Disorders of mitochondrial beta-oxidation: prenatal and early postnatal diagnosis and their relevance to Reye's syndrome and sudden infant death

Journal of Inherited Metabolic Disease
R J Pollitt

Abstract

There are still many problems with the diagnosis and classification of inherited disorders of mitochondrial beta-oxidation.

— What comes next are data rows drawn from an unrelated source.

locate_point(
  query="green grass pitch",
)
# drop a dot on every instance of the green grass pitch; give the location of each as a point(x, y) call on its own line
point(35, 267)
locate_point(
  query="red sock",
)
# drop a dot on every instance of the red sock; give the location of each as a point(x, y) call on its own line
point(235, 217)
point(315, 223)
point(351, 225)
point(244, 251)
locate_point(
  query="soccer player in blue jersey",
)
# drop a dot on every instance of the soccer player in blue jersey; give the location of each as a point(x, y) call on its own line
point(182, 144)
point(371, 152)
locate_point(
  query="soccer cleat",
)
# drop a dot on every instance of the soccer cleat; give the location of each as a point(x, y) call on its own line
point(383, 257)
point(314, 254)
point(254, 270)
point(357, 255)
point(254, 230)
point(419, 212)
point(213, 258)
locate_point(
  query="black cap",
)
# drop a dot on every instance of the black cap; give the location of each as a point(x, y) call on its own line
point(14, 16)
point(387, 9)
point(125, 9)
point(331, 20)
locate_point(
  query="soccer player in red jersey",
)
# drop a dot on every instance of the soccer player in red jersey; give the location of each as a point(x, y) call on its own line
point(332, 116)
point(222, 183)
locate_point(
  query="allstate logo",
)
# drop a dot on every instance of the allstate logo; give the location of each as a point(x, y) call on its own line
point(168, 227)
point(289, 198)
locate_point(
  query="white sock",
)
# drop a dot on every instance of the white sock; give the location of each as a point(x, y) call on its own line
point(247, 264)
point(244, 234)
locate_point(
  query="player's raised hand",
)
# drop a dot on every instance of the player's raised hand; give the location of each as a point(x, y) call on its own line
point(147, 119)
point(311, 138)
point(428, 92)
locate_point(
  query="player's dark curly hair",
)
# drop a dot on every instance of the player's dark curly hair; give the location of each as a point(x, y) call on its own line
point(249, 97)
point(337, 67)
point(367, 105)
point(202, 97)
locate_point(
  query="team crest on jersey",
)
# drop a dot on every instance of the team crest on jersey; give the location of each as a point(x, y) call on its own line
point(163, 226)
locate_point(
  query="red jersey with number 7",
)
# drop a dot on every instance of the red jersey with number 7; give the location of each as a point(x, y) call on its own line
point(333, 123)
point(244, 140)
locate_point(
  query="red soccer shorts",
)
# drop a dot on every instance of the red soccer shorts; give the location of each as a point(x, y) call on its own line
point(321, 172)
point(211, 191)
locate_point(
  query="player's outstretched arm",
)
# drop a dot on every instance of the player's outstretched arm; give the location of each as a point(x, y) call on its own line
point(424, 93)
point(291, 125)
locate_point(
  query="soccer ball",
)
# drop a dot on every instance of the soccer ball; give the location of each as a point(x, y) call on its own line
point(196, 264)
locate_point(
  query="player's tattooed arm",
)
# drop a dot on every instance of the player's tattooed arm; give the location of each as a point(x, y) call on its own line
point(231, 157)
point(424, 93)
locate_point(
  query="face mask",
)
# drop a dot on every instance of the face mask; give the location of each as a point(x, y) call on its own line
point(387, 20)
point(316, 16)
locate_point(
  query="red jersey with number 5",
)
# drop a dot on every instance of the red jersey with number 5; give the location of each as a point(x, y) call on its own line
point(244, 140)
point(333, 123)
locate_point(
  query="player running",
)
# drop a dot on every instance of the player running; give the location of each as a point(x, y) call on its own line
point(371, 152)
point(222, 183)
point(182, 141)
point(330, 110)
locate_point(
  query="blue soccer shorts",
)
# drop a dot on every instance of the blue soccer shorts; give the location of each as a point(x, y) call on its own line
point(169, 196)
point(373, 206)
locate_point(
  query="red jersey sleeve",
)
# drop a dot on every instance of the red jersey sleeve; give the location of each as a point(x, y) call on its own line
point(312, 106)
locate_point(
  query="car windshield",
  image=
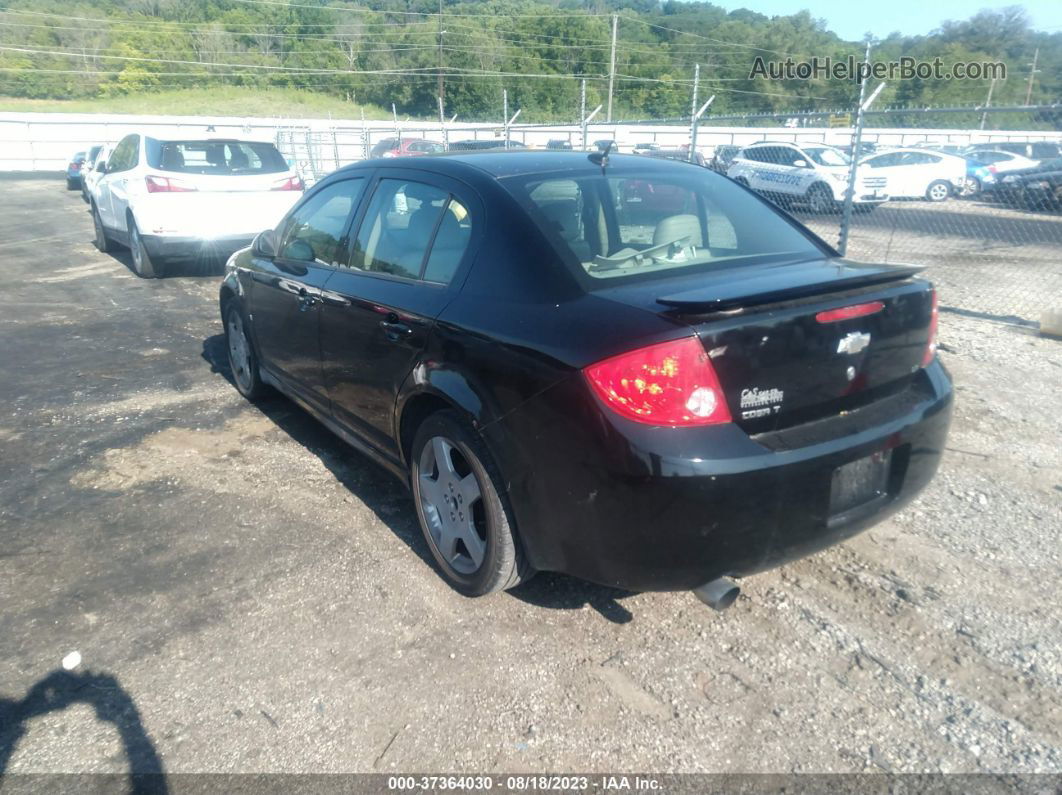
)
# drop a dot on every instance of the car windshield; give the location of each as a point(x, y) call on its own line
point(628, 226)
point(215, 157)
point(826, 156)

At present only the acyl-CoA dehydrogenase step of the beta-oxidation spiral has been explored in any detail and a large number of patients have disorders that cannot be properly characterized. beta-Oxidation defects may present in a wide variety of ways, the most dramatic being acute encephalopathy with hepatic involvement (atypical Reye's syndrome) or 'sudden' death. Investigations may include urinary and plasma organic acids, metabolic stress tests and assays of overall metabolic pathways or of specific enzymes in cultured fibroblasts, lymphocytes, or other material. Early postnatal diagnosis presents particular difficulties but in medium-chain acyl-CoA dehydrogenase deficiency the diagnosis may be apparent from careful examination of urine. There is as yet little general experience in prenatal diagnosis of this group of disorders except for glutaric aciduria type II. Single prenatal diagnoses of medium-chain acyl-CoA dehydrogenase deficiency and of an incompletely characterized defect of medium-chain fatty acid oxidation have been performed.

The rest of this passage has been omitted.